Sabato 31 maggio si svolgerà nella Riserva Naturale Orientata della Parma Morta, in provincia di Sorbolo Mezzani, Nascosti tra le erbacce: il terzo momento pubblico dell’opera “Eridano, il Po”. Il workshop relazionale vedrà una serie di azioni di compagnia, un tributo al gioco di una giornata intera tra le aree golenali rinaturate nei pressi della nuova lanca, in collaborazione con il Comune di Sorbolo Mezzani, la fotografa Francesca Marengo e con il patrocino di Parchi del Ducato.
12 posti disponibili.
Per iscriversi mandare una mail a eridanoilpo@gmail.com con oggetto “PARTECIPAZIONE DIORAMA PRIMAVERA” e il numero di persone.
Il ritrovo è alle 10:30 in stazione FS a Parma.
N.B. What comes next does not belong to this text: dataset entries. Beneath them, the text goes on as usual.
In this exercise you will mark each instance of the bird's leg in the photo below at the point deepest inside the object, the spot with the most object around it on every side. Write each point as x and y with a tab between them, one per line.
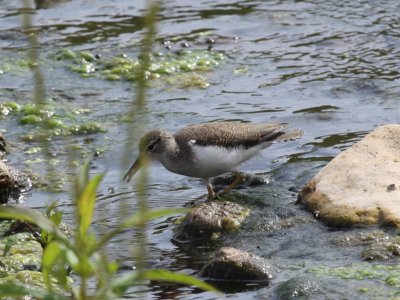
239	178
210	190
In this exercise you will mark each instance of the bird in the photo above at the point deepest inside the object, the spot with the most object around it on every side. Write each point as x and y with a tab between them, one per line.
209	149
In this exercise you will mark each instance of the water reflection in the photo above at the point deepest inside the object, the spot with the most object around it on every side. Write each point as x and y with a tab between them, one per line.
330	68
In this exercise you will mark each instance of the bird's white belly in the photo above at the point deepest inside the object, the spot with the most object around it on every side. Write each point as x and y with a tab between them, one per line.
211	161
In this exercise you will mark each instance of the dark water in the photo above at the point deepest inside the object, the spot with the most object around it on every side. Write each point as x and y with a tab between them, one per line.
331	68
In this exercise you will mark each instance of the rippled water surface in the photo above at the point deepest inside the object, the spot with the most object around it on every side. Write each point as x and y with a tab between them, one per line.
331	68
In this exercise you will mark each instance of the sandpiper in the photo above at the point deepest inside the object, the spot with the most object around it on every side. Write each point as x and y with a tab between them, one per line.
210	149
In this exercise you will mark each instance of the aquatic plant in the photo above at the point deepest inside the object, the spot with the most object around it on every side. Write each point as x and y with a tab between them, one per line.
85	254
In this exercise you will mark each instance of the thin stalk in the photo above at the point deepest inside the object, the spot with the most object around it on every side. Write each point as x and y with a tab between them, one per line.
139	105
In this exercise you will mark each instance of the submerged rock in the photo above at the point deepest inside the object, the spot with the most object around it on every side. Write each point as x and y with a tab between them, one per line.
382	249
233	264
7	183
361	185
248	180
299	287
13	184
209	219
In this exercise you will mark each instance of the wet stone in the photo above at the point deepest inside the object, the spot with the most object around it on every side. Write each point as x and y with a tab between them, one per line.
248	180
382	250
358	187
210	219
233	264
296	288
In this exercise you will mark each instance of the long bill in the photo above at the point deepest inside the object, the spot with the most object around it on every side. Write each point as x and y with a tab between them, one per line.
132	170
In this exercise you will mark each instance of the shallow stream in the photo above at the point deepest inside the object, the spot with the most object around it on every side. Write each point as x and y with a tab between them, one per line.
330	68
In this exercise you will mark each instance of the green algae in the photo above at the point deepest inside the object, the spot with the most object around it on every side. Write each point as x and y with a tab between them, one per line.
48	120
7	108
384	274
181	69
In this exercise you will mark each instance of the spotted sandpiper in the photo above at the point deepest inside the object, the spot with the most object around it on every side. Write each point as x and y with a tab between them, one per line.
209	149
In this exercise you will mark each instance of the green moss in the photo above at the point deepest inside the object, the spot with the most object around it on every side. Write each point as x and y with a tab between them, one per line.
164	67
30	119
88	127
86	55
387	274
54	123
13	106
65	54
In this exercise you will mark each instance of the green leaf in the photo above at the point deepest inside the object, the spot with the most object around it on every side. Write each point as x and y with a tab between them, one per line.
139	218
50	255
17	290
86	203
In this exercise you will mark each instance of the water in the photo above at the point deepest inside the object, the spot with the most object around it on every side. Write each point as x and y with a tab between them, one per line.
330	68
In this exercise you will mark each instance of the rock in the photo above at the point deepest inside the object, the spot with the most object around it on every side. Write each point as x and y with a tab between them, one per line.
209	219
382	249
248	180
7	183
233	264
298	287
12	184
361	186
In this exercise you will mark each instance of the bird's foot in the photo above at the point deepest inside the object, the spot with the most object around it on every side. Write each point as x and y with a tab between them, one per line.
239	178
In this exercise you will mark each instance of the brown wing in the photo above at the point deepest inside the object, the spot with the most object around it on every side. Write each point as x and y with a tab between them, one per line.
230	134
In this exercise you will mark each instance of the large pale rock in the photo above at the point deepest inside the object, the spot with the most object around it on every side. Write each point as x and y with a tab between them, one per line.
361	185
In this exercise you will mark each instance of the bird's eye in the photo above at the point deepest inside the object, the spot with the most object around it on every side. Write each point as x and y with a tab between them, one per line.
151	147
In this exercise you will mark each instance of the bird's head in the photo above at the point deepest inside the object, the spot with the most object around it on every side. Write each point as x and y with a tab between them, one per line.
151	147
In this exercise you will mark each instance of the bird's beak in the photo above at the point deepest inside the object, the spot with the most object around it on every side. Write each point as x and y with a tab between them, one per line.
132	170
Da lì, ci sposteremo per raggiungere Sorbolo Mezzani e la Riserva, dove cominceremo il workshop. Il pranzo sarà al sacco, e staremo assieme fino alle 17:00 circa.
Attraverso una serie di esercizi svolti in una dimensione di gioco e di scambio, i partecipanti sono incoraggiati a stabilire un dialogo intimo e attivo con un luogo della Riserva rinaturata; si lavorerà con il corpo, si utilizzeranno tessuti, elementi naturali come fango, rami e sassi di fiume.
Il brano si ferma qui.